I think that it is this White House where economists have little influence, and for that I blame this President. Economists were much more helpful during the Carter Administration (Alfred Kahn on deregulation) and the Clinton Administration. Under this President, the economic stimulus proposal was outsourced to Congressional leaders, with disastrous results. The Secretary of Energy was given a blank check to spend on picking winners, with disastrous results.
Worst of all, the Administration walked away from the Bowles-Simpson deficit reduction proposals. I doubt that you can find an economist anywhere on the spectrum from Blinder to Mankiw who thinks that throwing Bowles-Simpson under the bus was the right decision for the country.
The question to ask is not how economists can acquire better social skills but how we ended up with a President with so little appreciation of the role that economists can play in providing policy advice. More generally, one has to ask how did we end up with a President so little administrative ability and such poor management instincts.
My answer is that the nomination process has become more random. We have more primaries and more media events. As of about 1960, winning a party nomination took management skills. You had to negotiate with party leaders. You needed a highly organized effort to capture delegates. (Prior to 1960, the party leaders basically picked the nominee.

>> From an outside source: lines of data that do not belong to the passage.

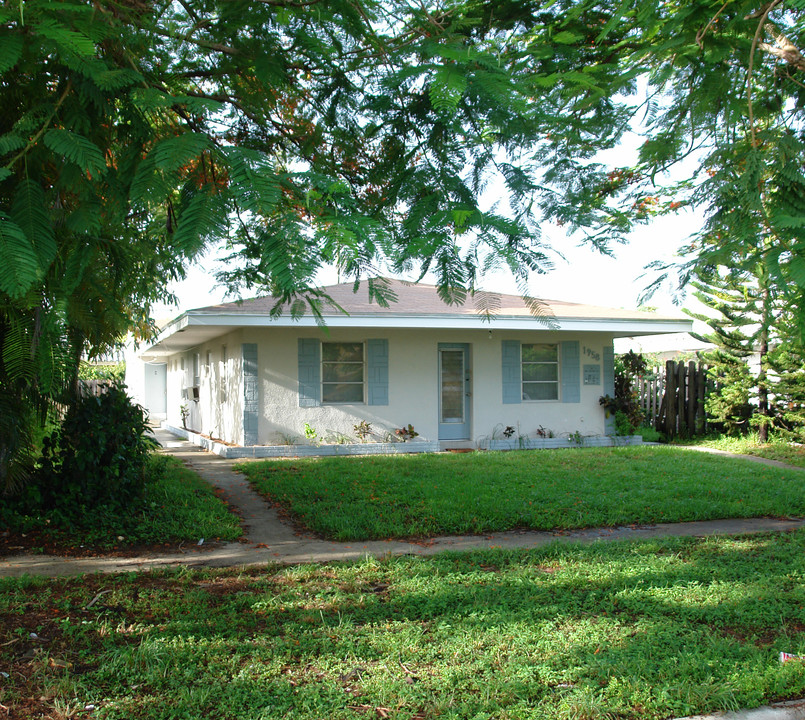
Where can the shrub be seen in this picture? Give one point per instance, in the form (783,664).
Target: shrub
(625,406)
(96,459)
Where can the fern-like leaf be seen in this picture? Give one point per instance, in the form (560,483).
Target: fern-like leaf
(173,153)
(203,217)
(30,215)
(447,85)
(68,41)
(20,267)
(10,50)
(77,149)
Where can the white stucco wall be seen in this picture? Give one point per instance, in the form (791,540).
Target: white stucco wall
(413,385)
(219,409)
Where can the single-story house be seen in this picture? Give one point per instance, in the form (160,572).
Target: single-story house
(249,378)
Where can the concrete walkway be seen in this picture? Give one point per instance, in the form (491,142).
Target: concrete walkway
(270,540)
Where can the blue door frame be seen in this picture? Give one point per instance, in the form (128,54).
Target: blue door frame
(454,391)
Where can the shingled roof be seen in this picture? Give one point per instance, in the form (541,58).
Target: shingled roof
(417,306)
(419,299)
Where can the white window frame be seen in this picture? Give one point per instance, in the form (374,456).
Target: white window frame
(556,382)
(362,383)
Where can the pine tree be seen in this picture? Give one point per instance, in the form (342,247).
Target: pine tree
(745,327)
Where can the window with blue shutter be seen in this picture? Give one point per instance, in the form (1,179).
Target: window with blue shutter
(609,385)
(512,381)
(251,404)
(309,372)
(377,372)
(571,372)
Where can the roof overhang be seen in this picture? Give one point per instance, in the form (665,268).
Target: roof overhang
(193,328)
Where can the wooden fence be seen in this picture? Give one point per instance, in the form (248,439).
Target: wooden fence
(94,387)
(672,399)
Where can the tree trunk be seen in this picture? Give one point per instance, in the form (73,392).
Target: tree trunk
(762,387)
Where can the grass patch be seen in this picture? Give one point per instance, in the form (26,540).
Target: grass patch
(775,449)
(427,495)
(650,629)
(177,506)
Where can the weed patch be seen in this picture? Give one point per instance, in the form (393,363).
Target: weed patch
(428,495)
(650,629)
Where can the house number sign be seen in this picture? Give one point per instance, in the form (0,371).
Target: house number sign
(592,354)
(592,374)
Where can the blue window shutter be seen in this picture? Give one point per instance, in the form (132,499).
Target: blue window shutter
(609,385)
(512,375)
(377,371)
(309,372)
(251,402)
(571,372)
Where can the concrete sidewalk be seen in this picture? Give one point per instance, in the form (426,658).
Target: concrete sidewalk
(270,540)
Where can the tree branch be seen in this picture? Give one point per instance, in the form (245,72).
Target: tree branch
(755,41)
(784,49)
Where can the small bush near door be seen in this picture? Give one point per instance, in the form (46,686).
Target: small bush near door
(96,459)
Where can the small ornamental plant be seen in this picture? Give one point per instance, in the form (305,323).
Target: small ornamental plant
(404,434)
(362,430)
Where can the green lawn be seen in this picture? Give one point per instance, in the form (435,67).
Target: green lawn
(652,629)
(177,506)
(428,495)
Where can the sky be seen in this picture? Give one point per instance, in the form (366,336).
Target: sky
(584,275)
(580,273)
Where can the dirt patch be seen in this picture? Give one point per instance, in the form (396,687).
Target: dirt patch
(14,543)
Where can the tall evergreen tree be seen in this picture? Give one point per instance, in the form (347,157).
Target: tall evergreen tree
(746,324)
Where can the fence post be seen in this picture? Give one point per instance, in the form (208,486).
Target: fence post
(692,396)
(670,399)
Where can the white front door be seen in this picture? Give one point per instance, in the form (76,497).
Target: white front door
(454,391)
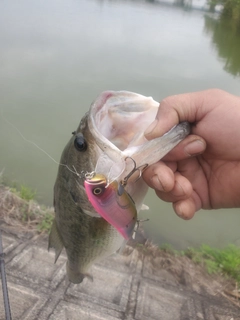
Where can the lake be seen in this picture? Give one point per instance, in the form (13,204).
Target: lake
(57,56)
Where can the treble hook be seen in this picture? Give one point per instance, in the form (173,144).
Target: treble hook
(123,182)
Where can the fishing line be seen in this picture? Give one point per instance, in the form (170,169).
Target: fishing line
(4,282)
(39,148)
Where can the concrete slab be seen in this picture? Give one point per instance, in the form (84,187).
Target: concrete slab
(132,286)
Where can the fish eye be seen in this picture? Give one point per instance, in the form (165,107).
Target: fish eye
(97,191)
(80,143)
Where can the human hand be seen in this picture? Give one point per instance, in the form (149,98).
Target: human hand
(203,171)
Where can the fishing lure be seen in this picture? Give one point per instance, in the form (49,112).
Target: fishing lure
(115,205)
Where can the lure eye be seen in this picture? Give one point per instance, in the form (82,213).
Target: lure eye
(80,143)
(97,191)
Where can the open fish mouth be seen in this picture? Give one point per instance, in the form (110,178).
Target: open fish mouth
(117,120)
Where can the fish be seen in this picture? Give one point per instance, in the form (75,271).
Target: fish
(113,204)
(108,141)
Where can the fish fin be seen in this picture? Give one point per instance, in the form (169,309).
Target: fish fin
(55,240)
(120,250)
(144,207)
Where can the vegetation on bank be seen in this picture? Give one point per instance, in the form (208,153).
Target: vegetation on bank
(225,262)
(231,8)
(18,208)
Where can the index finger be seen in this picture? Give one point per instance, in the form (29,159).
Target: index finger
(175,109)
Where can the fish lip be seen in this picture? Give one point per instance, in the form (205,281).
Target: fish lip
(102,99)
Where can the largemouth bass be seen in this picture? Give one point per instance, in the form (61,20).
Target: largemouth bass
(108,136)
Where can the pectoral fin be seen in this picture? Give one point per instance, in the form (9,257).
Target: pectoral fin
(55,240)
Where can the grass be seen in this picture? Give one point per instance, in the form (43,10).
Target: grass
(224,261)
(18,207)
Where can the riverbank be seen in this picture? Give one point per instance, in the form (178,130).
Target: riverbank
(27,219)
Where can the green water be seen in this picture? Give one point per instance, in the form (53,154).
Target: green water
(57,56)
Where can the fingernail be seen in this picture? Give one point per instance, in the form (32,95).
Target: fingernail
(178,190)
(151,127)
(195,147)
(156,183)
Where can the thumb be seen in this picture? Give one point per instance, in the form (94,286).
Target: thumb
(175,109)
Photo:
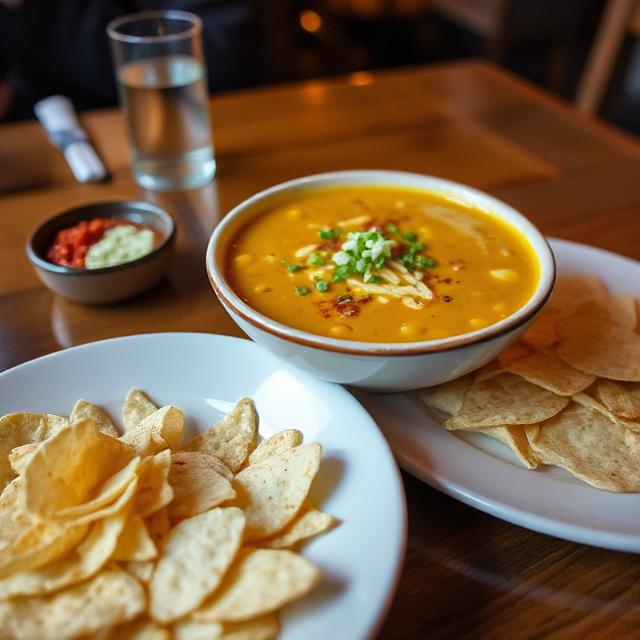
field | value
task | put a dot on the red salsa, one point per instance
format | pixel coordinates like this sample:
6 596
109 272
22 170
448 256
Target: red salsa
70 246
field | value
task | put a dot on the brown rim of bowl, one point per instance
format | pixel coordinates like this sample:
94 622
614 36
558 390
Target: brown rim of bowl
42 263
465 339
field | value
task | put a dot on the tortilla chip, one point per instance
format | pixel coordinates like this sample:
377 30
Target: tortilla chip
591 447
86 410
135 409
504 400
197 486
83 562
568 294
263 628
195 557
515 438
160 430
602 350
136 630
277 443
446 397
307 523
192 630
67 467
260 581
595 405
547 370
110 598
20 456
135 543
154 490
17 429
158 526
107 493
621 398
27 542
142 571
232 439
271 492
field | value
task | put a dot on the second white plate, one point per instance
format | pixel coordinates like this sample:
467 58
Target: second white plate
204 375
484 473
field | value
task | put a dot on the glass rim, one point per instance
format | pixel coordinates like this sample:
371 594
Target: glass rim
170 14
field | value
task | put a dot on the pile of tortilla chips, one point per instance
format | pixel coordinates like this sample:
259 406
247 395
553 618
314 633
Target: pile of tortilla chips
139 537
568 393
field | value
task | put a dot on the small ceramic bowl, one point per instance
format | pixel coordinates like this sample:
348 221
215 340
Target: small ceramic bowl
378 366
110 284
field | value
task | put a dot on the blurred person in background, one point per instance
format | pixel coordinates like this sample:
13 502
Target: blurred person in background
61 47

Dwight Eisenhower did not need any management skills at all to win the nomination, but presumably he was picked in part for those skills.)
Today, you do not need an organization to run a Presidential campaign. If you did, instead of Newt Gingrich emerging as a front-runner, he would be out of the race. I say this not to demean Mr. Gingrich, but just to point out that in an earlier era his strategy of focusing on the media events known as “debates” would not have worked.
It is possible today to become President without having any idea how to set up effective processes for making and implementing decisions. That does not mean that a President will necessarily lack those skills. It seems to me that President Clinton maintained effective processes. He used his economic team well enough. But I expected the current President to be roughly similar, and I was wrong.
UPDATE: James Hamilton adds the Keystone Pipeline to the list of questionable decisions. I would add the decision to scorn Wyden-Ryan on Medicare reform. Once upon a time, President Obama claimed he was open to new ideas on entitlements.